There are a couple things to notice here:

  • PureScript built-in types like String, Int, records, and lists are converted to their corresponding Nix types, as in greeting.
  • Data constructors from sum types are available to easily work with in the output Nix file, like Just and Nothing, although you might want to define named field accessors.
  • Foreign imports are straightforward to define and use, like in add and foo. The FFI file gets copied into the module's output directory as foreign.nix.


You can launch a development shell with the command nix develop (as long as you have flakes support enabled in Nix). This puts you in a Nix shell with cabal-install and GHC setup to compile PureNix, as well as other helpful tools like HLint, HLS, PureScript, Spago, etc. From here you should be able to run commands like cabal build in order to build PureNix.


What PureNix is and is not

PureNix allows you to write code in PureScript, and then compile to Nix.
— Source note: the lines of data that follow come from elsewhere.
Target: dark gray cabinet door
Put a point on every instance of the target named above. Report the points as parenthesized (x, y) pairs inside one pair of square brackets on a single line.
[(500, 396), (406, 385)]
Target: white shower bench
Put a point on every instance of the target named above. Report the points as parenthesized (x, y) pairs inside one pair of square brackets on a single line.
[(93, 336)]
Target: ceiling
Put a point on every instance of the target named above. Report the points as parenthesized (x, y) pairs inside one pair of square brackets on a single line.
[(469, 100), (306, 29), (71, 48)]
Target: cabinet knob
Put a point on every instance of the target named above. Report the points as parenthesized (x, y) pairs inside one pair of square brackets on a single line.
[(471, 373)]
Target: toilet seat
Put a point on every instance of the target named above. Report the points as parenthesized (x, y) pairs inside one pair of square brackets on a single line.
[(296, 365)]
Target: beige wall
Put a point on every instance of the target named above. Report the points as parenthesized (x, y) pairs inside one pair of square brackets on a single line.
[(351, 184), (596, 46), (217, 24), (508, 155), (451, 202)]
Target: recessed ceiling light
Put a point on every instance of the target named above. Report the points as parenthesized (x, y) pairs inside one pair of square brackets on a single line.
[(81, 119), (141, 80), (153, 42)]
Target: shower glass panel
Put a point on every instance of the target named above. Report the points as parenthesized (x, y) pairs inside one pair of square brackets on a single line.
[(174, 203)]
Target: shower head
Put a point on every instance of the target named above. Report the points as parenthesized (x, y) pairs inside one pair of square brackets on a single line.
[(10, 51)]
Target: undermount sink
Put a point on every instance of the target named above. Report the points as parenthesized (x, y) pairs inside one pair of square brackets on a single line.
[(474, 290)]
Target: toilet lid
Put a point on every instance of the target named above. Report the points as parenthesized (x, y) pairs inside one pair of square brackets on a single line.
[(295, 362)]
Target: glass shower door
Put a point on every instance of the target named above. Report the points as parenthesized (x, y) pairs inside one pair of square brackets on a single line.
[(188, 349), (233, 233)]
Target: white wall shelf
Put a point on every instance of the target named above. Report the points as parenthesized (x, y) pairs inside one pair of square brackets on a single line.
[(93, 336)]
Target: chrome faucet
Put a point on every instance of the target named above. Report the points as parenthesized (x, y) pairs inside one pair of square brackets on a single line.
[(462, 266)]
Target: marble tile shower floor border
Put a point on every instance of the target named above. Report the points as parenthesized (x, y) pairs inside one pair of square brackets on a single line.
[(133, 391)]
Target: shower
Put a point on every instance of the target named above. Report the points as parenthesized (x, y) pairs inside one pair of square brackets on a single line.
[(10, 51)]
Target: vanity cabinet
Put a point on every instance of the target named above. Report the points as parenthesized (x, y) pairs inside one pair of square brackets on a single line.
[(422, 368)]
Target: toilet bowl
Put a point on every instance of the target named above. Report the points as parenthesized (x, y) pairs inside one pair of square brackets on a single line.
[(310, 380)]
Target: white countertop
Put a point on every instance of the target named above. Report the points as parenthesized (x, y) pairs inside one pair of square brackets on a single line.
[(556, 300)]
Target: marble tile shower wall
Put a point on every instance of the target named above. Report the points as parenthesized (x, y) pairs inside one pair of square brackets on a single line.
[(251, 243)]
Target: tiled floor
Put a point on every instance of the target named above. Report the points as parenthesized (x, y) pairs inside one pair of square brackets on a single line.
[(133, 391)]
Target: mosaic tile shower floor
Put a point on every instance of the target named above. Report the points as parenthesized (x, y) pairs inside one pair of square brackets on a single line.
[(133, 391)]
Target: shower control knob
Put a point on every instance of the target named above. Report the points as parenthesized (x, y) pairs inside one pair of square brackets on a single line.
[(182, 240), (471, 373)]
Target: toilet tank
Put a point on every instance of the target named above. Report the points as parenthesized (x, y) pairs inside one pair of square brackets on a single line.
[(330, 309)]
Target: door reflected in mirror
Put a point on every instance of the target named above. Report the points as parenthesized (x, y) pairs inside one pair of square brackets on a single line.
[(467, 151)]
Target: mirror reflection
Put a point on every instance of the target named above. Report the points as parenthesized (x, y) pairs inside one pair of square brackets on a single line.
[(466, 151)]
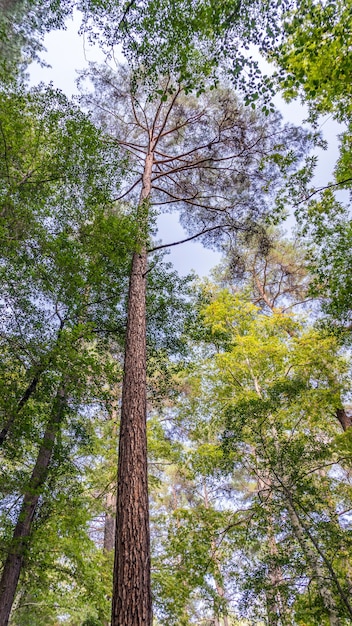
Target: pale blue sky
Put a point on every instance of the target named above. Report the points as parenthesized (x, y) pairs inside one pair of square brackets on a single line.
[(68, 52)]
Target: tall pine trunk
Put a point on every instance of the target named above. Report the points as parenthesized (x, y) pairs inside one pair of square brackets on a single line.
[(131, 604), (22, 532)]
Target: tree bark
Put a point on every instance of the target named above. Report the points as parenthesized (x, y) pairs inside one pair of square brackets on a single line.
[(27, 394), (316, 567), (132, 604), (110, 523), (21, 535)]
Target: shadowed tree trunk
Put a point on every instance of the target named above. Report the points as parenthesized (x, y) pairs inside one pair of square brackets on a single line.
[(132, 603), (18, 545)]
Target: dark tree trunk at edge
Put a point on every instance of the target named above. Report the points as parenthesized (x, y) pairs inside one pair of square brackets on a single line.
[(17, 550), (132, 604)]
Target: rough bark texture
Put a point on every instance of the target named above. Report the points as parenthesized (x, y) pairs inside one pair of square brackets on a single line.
[(17, 550), (132, 605)]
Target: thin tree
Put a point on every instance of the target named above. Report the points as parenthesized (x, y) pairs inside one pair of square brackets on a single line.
[(219, 164)]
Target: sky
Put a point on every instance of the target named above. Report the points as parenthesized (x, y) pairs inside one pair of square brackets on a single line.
[(67, 52)]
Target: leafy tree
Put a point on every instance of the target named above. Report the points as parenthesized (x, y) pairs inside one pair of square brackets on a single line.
[(63, 288), (218, 163), (314, 63)]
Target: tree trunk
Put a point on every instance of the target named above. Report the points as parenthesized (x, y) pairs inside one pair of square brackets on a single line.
[(18, 546), (131, 604), (344, 419), (316, 567), (27, 394), (110, 523)]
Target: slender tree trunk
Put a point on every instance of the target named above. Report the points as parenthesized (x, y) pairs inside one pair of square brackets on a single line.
[(218, 577), (344, 419), (316, 567), (110, 523), (21, 535), (132, 605), (27, 394)]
The degree to which you can replace existing Nix code depends on how well you can express that code in PureScript. For some things, that's pretty easy, but there are many things in Nix and nixpkgs that are much harder to provide (useful) types for. As such, PureNix is not a complete typed replacement for Nix. The goal for now is simply to allow you to take code that's tricky to write in an untyped language, and write it in a typed language instead.

The ecosystem around PureNix is currently focused on providing PureNix ports of existing PureScript libraries. Over time, we hope to expand in the other direction as well, with libraries that provide typed versions of Nix-only constructs, thereby expanding the amount of Nix you can feasibly replace with PureNix, but there's still a lot to be done. Any help is welcome!
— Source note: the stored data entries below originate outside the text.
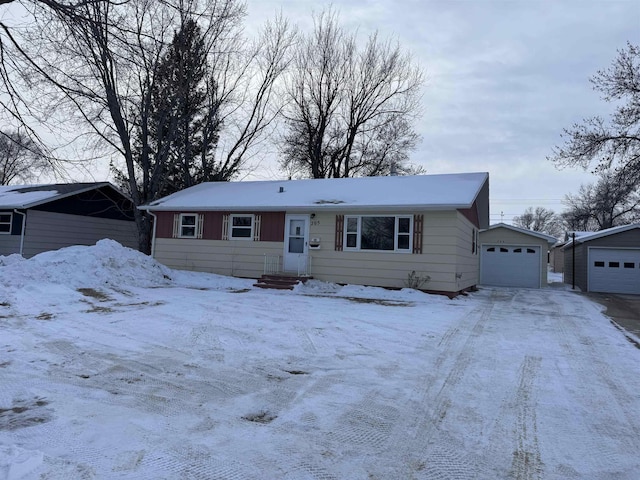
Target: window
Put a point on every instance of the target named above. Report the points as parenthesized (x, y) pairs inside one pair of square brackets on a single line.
[(5, 222), (241, 227), (188, 225), (389, 233)]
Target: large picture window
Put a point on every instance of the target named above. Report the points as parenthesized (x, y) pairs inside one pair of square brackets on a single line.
[(383, 233), (5, 222)]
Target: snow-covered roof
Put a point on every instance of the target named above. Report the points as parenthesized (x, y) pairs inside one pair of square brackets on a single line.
[(602, 233), (551, 240), (27, 196), (447, 191)]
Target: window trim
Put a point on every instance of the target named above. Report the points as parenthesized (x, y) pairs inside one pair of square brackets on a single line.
[(9, 223), (181, 225), (251, 227), (396, 233)]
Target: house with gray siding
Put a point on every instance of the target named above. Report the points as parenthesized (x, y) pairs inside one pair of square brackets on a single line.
[(38, 218), (606, 261), (369, 231)]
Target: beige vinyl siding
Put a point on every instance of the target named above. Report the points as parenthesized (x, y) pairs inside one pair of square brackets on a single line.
[(389, 269), (504, 236), (9, 244), (468, 258), (239, 258), (51, 231)]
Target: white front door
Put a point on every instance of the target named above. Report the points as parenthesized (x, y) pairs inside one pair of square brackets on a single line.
[(296, 244)]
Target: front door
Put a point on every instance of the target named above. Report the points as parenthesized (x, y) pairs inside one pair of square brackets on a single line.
[(296, 244)]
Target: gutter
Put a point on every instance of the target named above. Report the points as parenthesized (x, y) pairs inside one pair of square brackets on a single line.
[(153, 234), (24, 226)]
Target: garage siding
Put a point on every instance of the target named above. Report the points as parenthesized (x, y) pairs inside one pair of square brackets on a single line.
[(627, 239)]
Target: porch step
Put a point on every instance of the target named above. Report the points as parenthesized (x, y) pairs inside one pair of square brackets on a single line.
[(279, 282)]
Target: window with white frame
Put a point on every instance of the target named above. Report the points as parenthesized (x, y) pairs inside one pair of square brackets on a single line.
[(380, 233), (5, 222), (241, 227), (188, 225)]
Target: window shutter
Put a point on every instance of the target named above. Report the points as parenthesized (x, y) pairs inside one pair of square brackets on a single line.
[(339, 232), (200, 225), (417, 233), (176, 225), (257, 220), (225, 227)]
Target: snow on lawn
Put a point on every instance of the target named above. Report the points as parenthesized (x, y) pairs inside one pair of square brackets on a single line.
[(113, 366)]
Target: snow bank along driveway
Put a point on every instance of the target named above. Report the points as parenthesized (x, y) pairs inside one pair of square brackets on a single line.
[(112, 366)]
Laziness and memory management

PureScript generally assumes that its backends perform strict evaluation, and some degree of memory management. Nix is a lazy language however, and is happy to leak memory. For most use cases this doesn't cause any issues, and in fact the laziness allows you to write more Haskell-like code than you usually would in PureScript.

Still, it's good to keep these things in mind:

  • Like in every lazy language, you need to watch out for space leaks caused by accidentally building up large thunks. PureScript does not natively have tools to deal with laziness, like bang patterns or seq, but you can define them yourself by e.g. pulling in builtins.seq through the FFI.

  • Long-running programs may run out of memory due to the lack of garbage collection and tail recursion. If you end up writing long-running programs, like a parser that needs to process very large files, you might have to rewrite it in a way that minimizes recursion and allocation.